– Pre-tax profit rose 7% to £4.7bn in the year to the end of June
– Sales rose 6.5% thanks to higher prices and rising sales of premium spirits
– Premium spirits have been responsible for 57% of Diageo’s net sales growth
Drinks giant Diageo has reported booming profits for the last year thanks to price rises and drinkers around the world turning to more expensive tipples.
The maker of Johnnie Walker whisky, Smirnoff vodka and Guinness beer said pre-tax profit rose 7 per cent £4.7billion for the year to the end of June, from £4.4billion the year before.
Organic net sales grew 6.5 per cent, driven by a mix of higher prices, as it passed surging costs onto customers, and rising sales of its more expensive brands, particularly premium versions of Johnnie Walker’s scotch.
In demand: Diageo said rising sales of its more expensive brands, particularly premium versions of Johnnie Walker’s scotch, such as its Black Label, helped to lift profit
Premium spirits, which command higher prices, have been responsible for over half of Diageo’s organic net sales growth, new chief executive, Debra Crew, told shareholders.
While overall sales volumes, or the amount of drinks bought, declined by 0.8 per cent, premium spirits sales volumes increased in most regions.
‘In fiscal 23, we drove double-digit organic net sales growth in scotch, tequila, and Guinness, with our premium-plus brands contributing 57 per cent of overall organic net sales growth,’ Crew said.
The group, which also makes Tanqueray gin and Captain Morgan rum, said net sales in Britain rose 7 per cent, mostly driven by strong demand for Guinness, tequila and vodka.

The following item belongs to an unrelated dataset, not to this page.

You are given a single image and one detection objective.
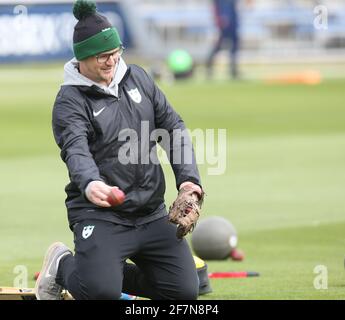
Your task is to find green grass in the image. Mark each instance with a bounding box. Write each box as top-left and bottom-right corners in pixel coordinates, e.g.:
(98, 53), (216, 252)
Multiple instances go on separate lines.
(0, 64), (345, 299)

However, this was partly offset by a decline in sales of gin, a tipple which has seen a decade of strong growth thanks to a cocktail revival in Europe and the US.
During the pandemic, Diageo benefited from higher demand for premium spirits from people stuck at home treating themselves to cocktails.
Once lockdowns ended, many people stuck to these brands, buying them in bars and restaurants instead.
Victoria Scholar, head of investment at Interactive Investor, said: ‘Quality over quantity has been a strategy that is successfully driving Diageo’s growth.
‘Premium spirits, which command much higher consumer prices, have been responsible for over half of Diageo’s net sales growth, a trend that emerged during Covid lockdowns and has managed to persist beyond the pandemic.’
The group has also been benefiting from price hikes, as it looked to counter rising costs for energy and ingredients across its global markets.
Ms Crew, who took over in June after the death of former long-standing boss Sir Ivan Menezes, said she expected cost pressures to continue in the new fiscal year, though inflation was ‘moderating’.
‘In a challenging, albeit moderating, inflationary environment, we will continue to focus on revenue growth management, including strategic pricing actions and everyday efficiency,’ she said.
Diageo shares rose 2 per cent in early trade, but lost some of those gains to trade 0.4 per cent higher at £34.11 on Tuesday afternoon.